The day before, he had spoken to to encourage readers of any political persuasion to attend the open primary for Bracknell, where he was a candidate for the Tory representative in the area. Dale subsequently lost his bid for the position.

The Daily Mail column read: “Overtly gay Tory blogger Iain Dale has reached the final stage of parliamentary selection for Bracknell, telling PinkNews: ‘I hope any PinkNews readers who live in Bracknell will come to the open primary on October 17th to select their new candidate. You don’t even have to be a Conservative to attend.’

“Isn’t it charming how homosexuals rally like-minded chaps to their cause?”
The column is written by Daily Mail journalist Peter McKay.

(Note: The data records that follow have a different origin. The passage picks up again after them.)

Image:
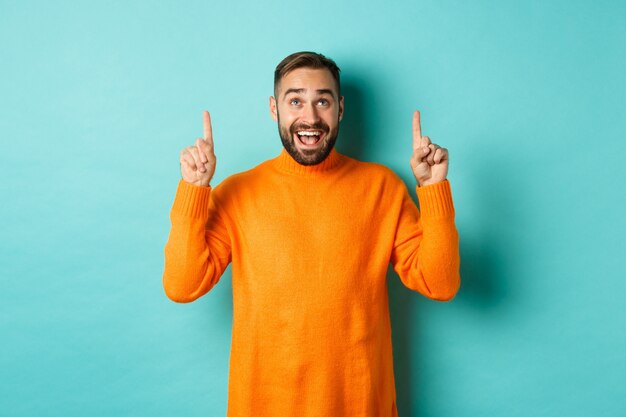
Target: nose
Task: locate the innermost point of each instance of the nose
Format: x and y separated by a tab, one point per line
310	114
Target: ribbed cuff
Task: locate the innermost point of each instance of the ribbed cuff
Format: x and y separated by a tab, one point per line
191	200
436	200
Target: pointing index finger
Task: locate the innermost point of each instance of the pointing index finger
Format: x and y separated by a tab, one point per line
417	131
208	131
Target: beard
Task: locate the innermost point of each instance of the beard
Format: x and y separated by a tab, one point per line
307	156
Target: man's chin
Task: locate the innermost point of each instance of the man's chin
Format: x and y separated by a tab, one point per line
309	157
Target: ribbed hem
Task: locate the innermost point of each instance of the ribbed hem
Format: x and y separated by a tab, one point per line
285	162
191	200
436	200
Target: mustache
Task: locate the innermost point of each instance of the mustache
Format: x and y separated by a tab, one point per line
319	125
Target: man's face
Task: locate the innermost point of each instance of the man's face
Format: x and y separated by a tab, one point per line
308	109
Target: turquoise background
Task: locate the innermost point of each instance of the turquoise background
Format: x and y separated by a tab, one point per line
97	99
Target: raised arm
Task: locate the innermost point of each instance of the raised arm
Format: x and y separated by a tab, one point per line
198	247
426	247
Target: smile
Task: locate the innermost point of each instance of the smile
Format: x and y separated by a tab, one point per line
309	137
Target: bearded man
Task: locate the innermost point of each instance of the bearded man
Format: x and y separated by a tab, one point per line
310	234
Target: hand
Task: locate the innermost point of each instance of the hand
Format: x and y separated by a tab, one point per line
197	162
429	161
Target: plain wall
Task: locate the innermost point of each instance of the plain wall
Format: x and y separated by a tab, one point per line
97	99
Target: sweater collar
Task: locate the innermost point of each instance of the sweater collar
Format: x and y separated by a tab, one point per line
285	162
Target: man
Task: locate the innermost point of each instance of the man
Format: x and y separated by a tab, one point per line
310	235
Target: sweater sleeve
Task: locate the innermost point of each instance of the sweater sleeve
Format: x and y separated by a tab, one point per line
198	248
426	247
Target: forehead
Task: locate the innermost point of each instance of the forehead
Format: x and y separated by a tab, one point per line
309	79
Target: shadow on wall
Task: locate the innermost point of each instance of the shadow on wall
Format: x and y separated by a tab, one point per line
353	140
488	263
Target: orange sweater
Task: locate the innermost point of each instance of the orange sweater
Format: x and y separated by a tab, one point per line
310	247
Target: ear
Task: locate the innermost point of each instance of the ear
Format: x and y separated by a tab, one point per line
273	109
340	108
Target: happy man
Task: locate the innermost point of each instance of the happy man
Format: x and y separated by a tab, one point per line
310	234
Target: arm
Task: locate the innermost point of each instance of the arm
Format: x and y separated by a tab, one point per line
426	246
198	247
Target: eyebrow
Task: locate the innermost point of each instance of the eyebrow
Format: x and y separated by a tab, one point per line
321	91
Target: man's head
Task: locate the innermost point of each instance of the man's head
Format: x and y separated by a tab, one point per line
307	105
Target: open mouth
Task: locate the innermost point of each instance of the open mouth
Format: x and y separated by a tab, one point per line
309	138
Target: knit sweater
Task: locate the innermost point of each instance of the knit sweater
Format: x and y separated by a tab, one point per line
310	248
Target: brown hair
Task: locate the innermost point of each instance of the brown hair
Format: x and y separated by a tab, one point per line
306	59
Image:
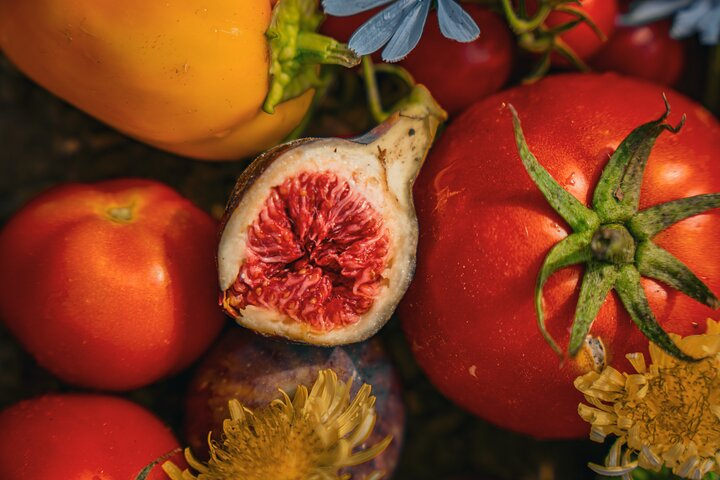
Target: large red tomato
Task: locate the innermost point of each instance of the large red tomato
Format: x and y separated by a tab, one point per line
486	228
111	285
458	74
81	437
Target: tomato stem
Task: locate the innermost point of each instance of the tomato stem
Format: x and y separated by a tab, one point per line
613	238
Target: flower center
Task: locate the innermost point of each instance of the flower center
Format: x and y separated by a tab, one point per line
677	409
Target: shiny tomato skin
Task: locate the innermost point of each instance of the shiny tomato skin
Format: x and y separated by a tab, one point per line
581	38
458	74
110	303
645	51
81	437
485	229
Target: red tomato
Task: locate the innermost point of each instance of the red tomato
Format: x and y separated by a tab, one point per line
581	38
646	51
485	229
459	74
112	285
81	437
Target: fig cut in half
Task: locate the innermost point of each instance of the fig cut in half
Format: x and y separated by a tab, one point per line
319	238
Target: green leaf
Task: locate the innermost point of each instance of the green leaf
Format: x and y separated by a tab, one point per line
572	250
655	262
653	220
617	195
598	280
579	217
633	297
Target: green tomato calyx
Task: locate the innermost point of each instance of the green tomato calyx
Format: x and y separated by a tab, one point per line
296	50
614	238
613	244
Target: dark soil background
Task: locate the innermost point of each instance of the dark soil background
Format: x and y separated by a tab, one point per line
44	142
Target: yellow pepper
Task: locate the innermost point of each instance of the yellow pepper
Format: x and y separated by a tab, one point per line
187	76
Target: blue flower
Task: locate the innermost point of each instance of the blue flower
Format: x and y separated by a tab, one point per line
691	16
400	25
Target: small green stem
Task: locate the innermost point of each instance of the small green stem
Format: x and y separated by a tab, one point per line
296	50
712	90
415	95
633	297
519	25
598	280
659	264
373	93
651	221
314	48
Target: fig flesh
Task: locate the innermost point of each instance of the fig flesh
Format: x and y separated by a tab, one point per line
319	238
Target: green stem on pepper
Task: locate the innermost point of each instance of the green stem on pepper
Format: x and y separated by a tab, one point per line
296	51
613	239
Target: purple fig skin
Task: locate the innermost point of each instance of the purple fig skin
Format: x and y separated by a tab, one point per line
251	368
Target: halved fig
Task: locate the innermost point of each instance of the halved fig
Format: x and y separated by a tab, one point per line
319	238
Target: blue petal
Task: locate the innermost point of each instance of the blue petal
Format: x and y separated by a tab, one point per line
687	21
710	27
345	8
652	10
456	23
376	32
408	34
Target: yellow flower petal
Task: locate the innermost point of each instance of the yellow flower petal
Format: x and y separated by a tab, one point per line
668	413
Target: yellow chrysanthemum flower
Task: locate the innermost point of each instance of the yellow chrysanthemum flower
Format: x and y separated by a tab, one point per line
668	413
310	437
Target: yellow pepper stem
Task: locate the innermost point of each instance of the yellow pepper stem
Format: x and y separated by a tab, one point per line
296	50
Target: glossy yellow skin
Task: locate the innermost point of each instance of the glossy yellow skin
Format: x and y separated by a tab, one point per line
188	76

Dale responded: “I am damned if I am going to stay silent when I see a national newspaper indulge in a homophobic attack on me.” He asked his readers to complain to the PCC.

The PCC ruled that it regretted the fact that Dale had been offended by the column but added that the tone of the column fit its usual style and was not an arbitrary attack on Dale.

It concluded: “Where it is debatable – as in this case – about whether remarks can be regarded solely as pejorative and gratuitous, the commission should be slow to restrict the right to express an opinion, however snippy it might be.

“While people may occasionally be insulted or upset by what is said about them in newspapers, the right to freedom of expression that journalists enjoy also includes the right – within the law – to give offence.”

Writing on his blog, Dale said: “I’m disappointed but I can’t say I am surprised. Do I regret making the complaint? Not at all. I’m not going to launch into a rant against the PCC or the Daily Mail. Frankly, what would be the point? You can form your own judgement on the rights and wrongs of the findings.

“I can but live in hope that the Daily Mail will think twice before writing such tosh in the future.”